What Do Cats Drink – Water or Milk?

At a glance

Water makes up 70% of a cat’s body and is vital for survival. Water is essential for many roles which include flushing wastes
from the body, lubricating and cushioning the joints, aiding digestion, keeps eyes, mouth and nose moist, prevents constipation, dissolves minerals to make them accessible to the body, carries oxygen and nutrients to the cells.

What do cats drink?

  • Clean, fresh water for cats and kittens who
    have weaned.
  • Young kittens need milk, either from their
    mother or if orphaned/rejected, a milk supplement (if a foster mother can’t
    be found).

Cats from 5 weeks can drink water although most kittens are still nursing from their mother at this stage, some young kittens have a drink of water too.
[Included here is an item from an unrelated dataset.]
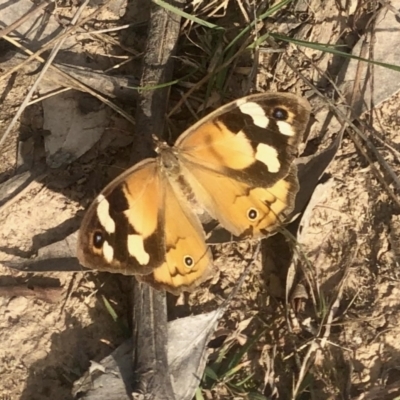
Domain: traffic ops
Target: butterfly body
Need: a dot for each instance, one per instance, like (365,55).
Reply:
(235,165)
 Encouraging your cat to drink water

Cats in the wild receive most of their water intake via their food (a wild rodent or bird). Many people today are feeding their cats dry food, which is easy and convenient. However, it only contains 10% water. Therefore cats need to make up this shortfall by drinking more water.

On hot days, I will sometimes put ice cubes into the water bowl to cool it down further. Or you can rinse out a balloon, half fill it with water and tie a knot in the top. Freeze overnight and then place on a baking tray for your cat to enjoy during the day. Don’t forget, if your cat has access to an outdoor cat enclosure, it is a good idea to provide a second water bowl out there for him to take a drink when he is playing, exploring etc. If you have multiple cats, it is a good idea to have several water dishes.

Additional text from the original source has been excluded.